Re: git annotate runs out of memory

Previous message: [thread] [date] [author]
Next message: [thread] [date] [author]
From: Linus Torvalds
Date: Tuesday, December 11, 2007 - 5:02 pm

On Tue, 11 Dec 2007, Linus Torvalds wrote:

Ok, I lied.

Nothing is beyond my skills. My mad k0der skillz are unbeatable.

This speeds up git-blame on ChangeLog-style files by a big amount, by just 
ignoring the common end that we don't care about, since we don't want any 
context anyway at that point.
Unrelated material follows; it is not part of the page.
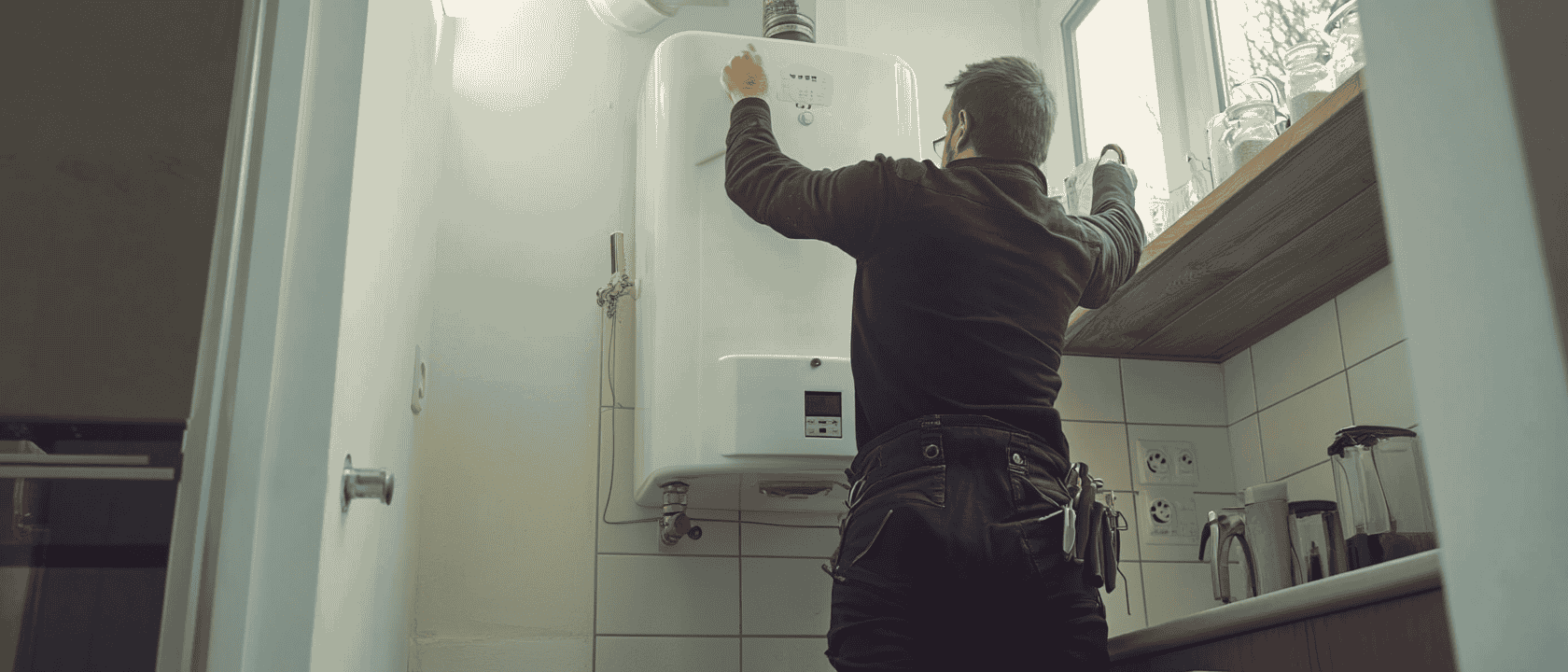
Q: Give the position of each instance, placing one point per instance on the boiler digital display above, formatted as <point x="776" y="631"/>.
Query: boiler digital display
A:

So I now get:

	[torvalds@woody gcc]$ time git blame gcc/ChangeLog > /dev/null

	real    0m7.031s
	user    0m6.852s
	sys     0m0.180s

which seems quite reasonable, and is about three times faster than trying 
to diff those big files.

Davide: this really _does_ make a huge difference. Maybe xdiff itself 
should do this optimization on its own, rather than have the caller hack 
around the fact that xdiff doesn't handle this common case all that well?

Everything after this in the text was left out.